Summer days for the French settlers were long and filled with hard work. This was not the case for the indigenous people. Life was much less demanding in the summer. Fish, fowl, and small game were readily available in the river and nearby forest. The indigenous peoples along the St. Lawrence didn’t worry about storing food to last the winter. To the consternation of their French neighbors, the natives spent much of their time sleeping and socializing with their friends. There were games, story-telling, feasting and opportunities for young people to meet and court. Summer was a time of replenishment and fortification for the rigors of winter.
A common factor for both Montagnais/Innu people and French settlers in early Quebec was surviving the long hard winter. But they had quite different strategies for doing that. The French worked very hard in the summer to clear fields, and plant and harvest crops. Bread was their primary food. They were agricultural people, and in the early years were also reliant on ships arriving in summer with new supplies, to replenish their stores of wine and oil and spices and grains. They preserved food and stored it for surviving the long winter. Winter included much less activity, so in some ways it was an easier time, but they were on their own, and their strategy for survival was to carefully ration what food they had among the people in their families.

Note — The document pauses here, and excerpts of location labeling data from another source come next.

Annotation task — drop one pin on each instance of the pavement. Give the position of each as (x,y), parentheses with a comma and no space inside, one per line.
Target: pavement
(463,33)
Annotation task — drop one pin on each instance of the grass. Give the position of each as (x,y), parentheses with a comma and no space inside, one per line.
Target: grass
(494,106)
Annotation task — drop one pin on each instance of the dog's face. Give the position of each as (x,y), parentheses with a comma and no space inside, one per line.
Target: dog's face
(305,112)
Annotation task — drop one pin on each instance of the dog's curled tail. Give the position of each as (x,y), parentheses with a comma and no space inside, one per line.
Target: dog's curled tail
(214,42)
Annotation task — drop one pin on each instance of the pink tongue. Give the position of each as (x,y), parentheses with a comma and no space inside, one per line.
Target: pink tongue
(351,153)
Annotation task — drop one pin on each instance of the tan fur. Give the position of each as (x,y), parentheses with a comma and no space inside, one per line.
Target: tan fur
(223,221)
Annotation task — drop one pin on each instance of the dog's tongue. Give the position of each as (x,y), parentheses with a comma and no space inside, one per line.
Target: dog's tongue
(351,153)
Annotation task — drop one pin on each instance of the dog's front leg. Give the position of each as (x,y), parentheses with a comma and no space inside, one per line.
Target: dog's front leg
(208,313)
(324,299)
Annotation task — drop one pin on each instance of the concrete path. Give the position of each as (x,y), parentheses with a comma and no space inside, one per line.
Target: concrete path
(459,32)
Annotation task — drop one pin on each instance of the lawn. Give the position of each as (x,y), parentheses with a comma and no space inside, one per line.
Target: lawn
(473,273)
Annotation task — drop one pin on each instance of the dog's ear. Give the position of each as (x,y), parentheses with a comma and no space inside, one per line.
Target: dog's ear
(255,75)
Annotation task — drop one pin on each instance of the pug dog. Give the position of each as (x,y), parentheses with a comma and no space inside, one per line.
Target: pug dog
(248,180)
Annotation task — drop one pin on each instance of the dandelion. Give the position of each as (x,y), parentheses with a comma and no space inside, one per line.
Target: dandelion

For the Montagnais, on the other hand, summer was the easy time–they camped by the river, fished & hunted, gathered fruits and nuts, feasted and celebrated with each other, and generally felt a sense of abundance in all sorts of food. As the fall came, they caught and dried eel, and then they left the summer encampment and began to hunt small game in the nearby woods. In winter, they traveled in small family groups into the interior, where they relied on heavy snow cover to slow down the big game: moose, caribou, deer, and bear. When they were successful in the hunt, they shared their feast with nearby families.
Susan McNelley describes a winter incident recounted by Champlain when some of the Montagnais/Innu came to the early French settlement, because they were starving, and asked for food.
Although the French did try to be generous, they rationed the distribution of provisions to the aborigines out of necessity. Otherwise, the food would not have lasted a month.
The French believed that the Innu were irresponsible because they didn’t store food, and because when they acquired food in the hunt, they ate all of it, or shared with their neighbors. But if you are traveling to follow big game, it wouldn’t be practical to carry large quantities of preserved food. It would be practical to share the abundance that came sporadically depending on who had a good hunt. Reading between the lines of this incident, I could imagine the Innu noticing that the French had food while they had none, and expecting, according to their own values, that of course the French would be willing to share with them. Their strategy for survival was sharing what became available, as it became available. The French strategy was about storing up and rationing.
And isn’t that just like capitalism, really, and how our modern mainstream society works. “Save what you don’t need now, to use later. Try to accumulate as much as possible. That is the definition of wealth.” (But perhaps rampant consumerism and planned obsolescence have superseded that model too. Some things to think about.)
I feel the pressure of this time of year to preserve what we can from our garden, small as it is–making pesto from basil and chives and parsley, freezing kale, drying herbs–in our own way getting ready for the long Maine winters. We certainly wouldn’t know how to survive on our own, without being able to go to the Food Coop or grocery store. So perhaps both the French settlers and the Innu had better survival skills than we have now.